Credo che la canzone parli di questo, del provare dolore profondo mentre fuori splende il sole; e mentre vorresti morire, essere altrove, lontano dagli ombrelloni, dal vociare della gente, dall’azzurro e dal celeste, riuscire invece a trovare in qualche modo un appiglio per stare in piedi e continuare ad amare.”
Canzone Verde, Amore Tossico
Vi ricordate “Le Rane”? L’ambientazione è la stessa. Anche stavolta quei laghetti raccontano del tempo che fugge e dei segni che lascia, ma in un modo diverso. Parla di vecchi che governano e del loro egoismo. Parla dell’incapacità che avvolge i giovani e del loro cinismo come arma di sopravvivenza. Parla del pianeta come prima vittima di questo gioco senza vincitori.
Perché io so di vivere
Con il disastro che hai programmato te
Amore tossico
Che hai generato
Un figlio differente da te
Aiutami a salvare il mondo
Che non so distinguere mela da bruco
E al momento risposte non ho.
Filosofia di Moana
“È un personaggio che mi ha sempre affascinato: il suo modo elegante di muoversi dentro l’Impero dell’Oscenità, la sua parabola di diva, di stella cadente, l’aura di tristezza che l’ammantava.

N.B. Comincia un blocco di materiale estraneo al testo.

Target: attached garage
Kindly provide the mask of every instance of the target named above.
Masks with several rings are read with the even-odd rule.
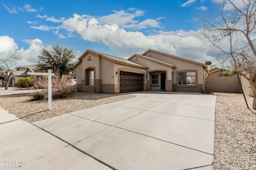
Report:
[[[122,71],[120,74],[120,93],[143,90],[144,74]]]

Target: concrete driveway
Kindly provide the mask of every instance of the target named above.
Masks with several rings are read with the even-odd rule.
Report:
[[[213,169],[216,96],[130,94],[136,97],[36,126],[8,122],[15,118],[6,113],[0,121],[0,160],[28,163],[0,169]]]

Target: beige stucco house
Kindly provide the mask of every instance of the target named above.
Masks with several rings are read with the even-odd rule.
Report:
[[[209,72],[204,64],[151,49],[128,59],[88,49],[78,60],[77,88],[83,92],[198,91]]]
[[[210,72],[208,74],[208,76],[209,77],[217,77],[218,76],[218,74],[220,72],[225,72],[227,70],[228,70],[224,68],[220,68],[218,67],[215,67],[209,70]]]

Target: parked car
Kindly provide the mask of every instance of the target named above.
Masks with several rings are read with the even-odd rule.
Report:
[[[68,83],[72,86],[74,86],[76,84],[76,79],[70,79],[68,80]]]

Il porno mi interessa come esempio di mercificazione, come prodotto automatico civiltà occidentale; direi che esso rappresenta forse il modo supremo in cui, nella società dei consumi e dello spettacolo, la bellezza si declina.”
Il brano apre anche una riflessione tra erotismo e pornografia. I Baustelle vogliono sedurre, stimolare la fantasia e regalare un viaggio interpretativo a chi li ascolta. La pornografia non appartiene al loro mondo. Francesco cita le parole di Guccini sul paragone tra “La Locomotiva” e “Gloria” di Tozzi: i Baustelle fanno un lavoro intellettuale durante la scrittura, godono quando ascoltano canzoni che si svelano poco a poco, senza lasciare indovinare cosa viene dopo. Cercano lo stesso nei loro ascoltatori, vogliono impegnarli.
Porno è la bellezza
Se la Storia va veloce
L’imitazione dell’amore
“La sensazione, da ascoltatore di musica italiana, è di assistere a un sovraffollamento di canzoni pop il cui unico oggetto siano le dinamiche amorose. Inoltre mi pare di assistere a un’ invasione di un solo modo di trattare l’amore; un modo “vezzeggiativo” di trattare l’amore che porta alla formazione di un unico grande genere.
Il risultato è che tutto è smussato, che non c’è più giusta differenza, e tutto è uguale e ciò che è diverso e perturbante fa paura e va evitato. “L’amore imitato” è il contrario dell’amore, ed è la metafora di un mondo in cui il desiderio di tutti è quello di essere confortati e non stimolati, il desiderio di essere uguali e non diversi.”
Giulia come stai, Lanzarote e La nebbia non si possono spiegare
Tentare di spiegare questi tre brani sarebbe scorretto. Da una parte ci sono significati facilmente riconoscibili, dall’altra un milione di sensazioni e possibili chiavi di lettura talmente personali e soggettive che è giusto lasciar sedimentare nella coscienza di ognuno. L’immaginazione che si crea con la lettura di un libro a volte delude nella trasposizione cinematografica. Meglio non correre il rischio, godetevi queste tre canzoni a modo vostro.
Ad altri 25 anni così; l’ennesimo inchino ai Baustelle.